Organizações se mobilizaram, como Fundação Abrinq (ler aqui), União Nacional dos Dirigentes Municipais de Educação (UNDIME) e Campanha Nacional pelo Direito à Educação (ler aqui). Mas a PEC foi aprovada pelo Senado e está em vigor. A diminuição de verbas para a educação por 20 anos preocupa a sociedade civil.
“O perverso corte de verbas terá, entre outros efeitos, a falta de vagas para milhares de crianças na educação infantil e sem educação infantil adequada, para todos, permanece o ciclo da pobreza”, afirma Vital Didonet, ex-vice-presidente da Organização Mundial para a Educação Pré-Escolar.
Outra reforma em discussão, a da Previdência, coloca em risco o Bolsa Família. Temer quer aumentar a idade mínima para aposentadoria e reduzir benefícios, para diminuir o déficit da Previdência, estimado em R$ 150 bilhões.
No início de março o PMDB, partido do presidente, divulgou campanha afirmando que, sem essa reforma, “acabam os programas sociais”, como o Bolsa Família. A economista Denise Gentil, da Universidade Federal do Rio de Janeiro, tem lembrado que o governo paga R$ 500 bilhões anuais somente para bancos em juros. Ameaças reais ou não, a tendência é de menos recursos contra a pobreza.
Deve permanecer baixo, com isso, o investimento em saneamento, fundamental contra a crise sanitária que se agrava e atinge os mais pobres. Pertencem a famílias de baixa renda do Nordeste a maior parte dos bebês que nasceram com microcefalia associada ao Zika Vírus, transmitido pelo mosquito Aedes aegypti, cuja proliferação ocorre em áreas sem saneamento e que também dissemina dengue e chikungunya.

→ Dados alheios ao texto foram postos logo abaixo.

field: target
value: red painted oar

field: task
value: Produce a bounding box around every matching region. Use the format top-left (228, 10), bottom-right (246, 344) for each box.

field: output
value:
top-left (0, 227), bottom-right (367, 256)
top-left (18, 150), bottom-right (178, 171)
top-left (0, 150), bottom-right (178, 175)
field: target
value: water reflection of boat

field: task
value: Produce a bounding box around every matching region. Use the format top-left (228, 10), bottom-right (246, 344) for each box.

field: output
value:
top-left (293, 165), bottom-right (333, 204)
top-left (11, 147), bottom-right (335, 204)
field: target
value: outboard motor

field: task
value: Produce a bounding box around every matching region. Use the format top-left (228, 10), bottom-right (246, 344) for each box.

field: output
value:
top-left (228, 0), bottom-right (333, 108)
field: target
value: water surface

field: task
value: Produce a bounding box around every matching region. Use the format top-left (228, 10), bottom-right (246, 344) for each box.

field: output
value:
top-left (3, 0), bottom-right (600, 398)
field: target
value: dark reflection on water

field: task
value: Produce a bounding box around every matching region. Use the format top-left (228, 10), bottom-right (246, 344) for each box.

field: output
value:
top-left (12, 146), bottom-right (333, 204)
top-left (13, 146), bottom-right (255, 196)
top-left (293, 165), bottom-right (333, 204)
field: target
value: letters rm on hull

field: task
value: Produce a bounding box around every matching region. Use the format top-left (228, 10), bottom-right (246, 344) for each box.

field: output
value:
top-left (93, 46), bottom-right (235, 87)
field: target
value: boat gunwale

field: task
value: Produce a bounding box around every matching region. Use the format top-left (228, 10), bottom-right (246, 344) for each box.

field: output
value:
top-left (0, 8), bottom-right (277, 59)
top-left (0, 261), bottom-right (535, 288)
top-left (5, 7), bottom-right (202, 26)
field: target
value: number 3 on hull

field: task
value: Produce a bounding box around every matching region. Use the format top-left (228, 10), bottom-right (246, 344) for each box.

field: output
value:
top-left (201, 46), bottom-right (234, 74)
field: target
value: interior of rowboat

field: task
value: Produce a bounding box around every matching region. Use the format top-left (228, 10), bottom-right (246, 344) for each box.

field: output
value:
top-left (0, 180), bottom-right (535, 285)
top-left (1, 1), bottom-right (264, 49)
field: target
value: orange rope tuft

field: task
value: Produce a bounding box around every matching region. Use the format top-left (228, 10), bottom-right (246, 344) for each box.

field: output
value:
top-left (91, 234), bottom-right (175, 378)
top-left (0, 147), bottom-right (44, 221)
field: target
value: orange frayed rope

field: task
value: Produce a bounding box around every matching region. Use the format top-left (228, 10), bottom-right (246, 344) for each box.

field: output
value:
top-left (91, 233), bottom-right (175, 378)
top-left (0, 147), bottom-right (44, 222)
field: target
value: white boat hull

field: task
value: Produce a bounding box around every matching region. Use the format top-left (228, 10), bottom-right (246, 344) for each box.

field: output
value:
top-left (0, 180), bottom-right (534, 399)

Desde outubro de 2015 o Brasil passa por um surto de microcefalia, com 2.289 casos de bebês atingidos e mais de 3 mil casos em investigação. A microcefalia é uma malformação associada ao vírus da Zika, cujo florescimento em 2015 o projetou como emergência de saúde internacional.
“Sem investimento em saneamento continuarão as chamadas doenças da pobreza. A face mais cruel do Brasil vítima da corrupção corroendo o poder público”, diz a médica Dra.Evelyn Eisenstein, do Centro de Estudos Integrados Infância, Adolescência e Saúde. Ela resume o sentimento dos brasileiros que viveram a esperança na redução da pobreza histórica – que tem as crianças como principais vítimas -, mas que por várias crises agora experimenta indignação e temor pelo futuro.